Saturday, November 23, 2019

Definition Problems

A few days ago, the ACLU tweeted this:




It's an interesting Humpty-Dumptyism, because it's something that all but a few would have regarded as gibberish twenty years ago and that the vast majority of people regard as gibberish now, and in fact they are right -- on its own, it is gibberish still. Without knowing the account being assumed, there is no way to understand what it's saying. There is no definite commonly accepted meaning to the words 'man' and 'men' as they are being used here, and the word can't be used merely ostensively without being incoherent or pointless. If by 'mockingbird' I can arbitrarily decide to mean 'whatever imitates something else', which strictly speaking I could, then 'Mockingbirds that are not birds are mockingbirds' either means 'whatever imitates something else, even if it is not a bird, imitates something else', which is trivially true but makes no substantive point, or it means 'Whatever imitates something else, even if it is not a bird, is a kind of bird from family Mimidae', in which case it is incoherent. In neither case does it actually say anything about mockingbirds, and you would certainly regard me as speaking nonsense if I went around saying such things without telling you how I was using the term. What's needed is an actual, independently established, account of 'man' that would make the slogans some kind of technical usage. There is no such account, however. Despite the ACLU tweeting this, this is not how 'man' has generally been taken in law, for instance. Nor has there been any attempt elsewhere worth taking seriously.

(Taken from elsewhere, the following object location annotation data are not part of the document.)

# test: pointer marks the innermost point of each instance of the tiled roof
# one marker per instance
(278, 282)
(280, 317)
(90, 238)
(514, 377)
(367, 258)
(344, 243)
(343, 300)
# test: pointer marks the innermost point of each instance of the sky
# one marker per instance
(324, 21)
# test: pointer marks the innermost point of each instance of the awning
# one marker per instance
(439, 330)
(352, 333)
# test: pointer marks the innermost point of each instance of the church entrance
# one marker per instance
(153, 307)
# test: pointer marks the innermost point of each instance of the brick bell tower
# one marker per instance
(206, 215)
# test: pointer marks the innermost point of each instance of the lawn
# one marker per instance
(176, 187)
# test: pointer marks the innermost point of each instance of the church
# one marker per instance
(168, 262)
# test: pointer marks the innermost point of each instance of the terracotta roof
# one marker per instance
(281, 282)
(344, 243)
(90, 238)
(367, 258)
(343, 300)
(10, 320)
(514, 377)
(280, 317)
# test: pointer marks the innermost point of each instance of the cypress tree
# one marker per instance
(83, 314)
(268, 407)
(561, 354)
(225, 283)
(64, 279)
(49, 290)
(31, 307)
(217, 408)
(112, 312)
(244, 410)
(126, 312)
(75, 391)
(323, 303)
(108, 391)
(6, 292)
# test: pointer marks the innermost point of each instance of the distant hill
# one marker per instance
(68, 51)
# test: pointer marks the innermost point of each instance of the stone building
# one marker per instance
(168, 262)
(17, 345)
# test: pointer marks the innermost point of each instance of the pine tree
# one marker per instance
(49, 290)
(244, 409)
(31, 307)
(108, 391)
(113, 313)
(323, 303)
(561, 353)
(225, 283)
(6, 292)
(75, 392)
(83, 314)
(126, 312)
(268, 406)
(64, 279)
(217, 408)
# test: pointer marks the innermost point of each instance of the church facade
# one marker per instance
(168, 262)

There has been some work of note trying to work out an account of 'woman' in analogous situations in feminist philosophy; feminist philosophers have from the beginning recognized the above problem, and thus have proposed various projects of ameliorative inquiry or analysis (in colloquial terms, finding a better or more adequate definition or account than the ones in use). The most influential of these is Sally Haslanger's definition of 'woman' as something along the lines of 'a member of a social class that is unified by a particular form of social subordination based on presumed or perceived female role in biological reproduction'. The work of Haslanger and the handful of people who have agreed with this definition to establish has been heroic; I doubt very much anyone could do any better. Nonetheless, it has run into the problem all ameliorative analysis faces: it only pleases those who already wanted something exactly like it. It has not pleased those who want a trans-inclusive definition of woman (because whether you count as woman according to it depends entirely on whether other people presume or perceive you to be, and it would mean that becoming a woman is volunteering for social subordination) and it hasn't really please anyone else, either. It at least has the rhetorical inconvenience that if we started using it, we would have to say that one of the goals of feminism is to try to make it so that there are no women. Even granted that it might be a beneficial improvement in some abstract sense, part of the point was to get a way of thinking about the matter that could actually be used in public without being mocked for self-parody.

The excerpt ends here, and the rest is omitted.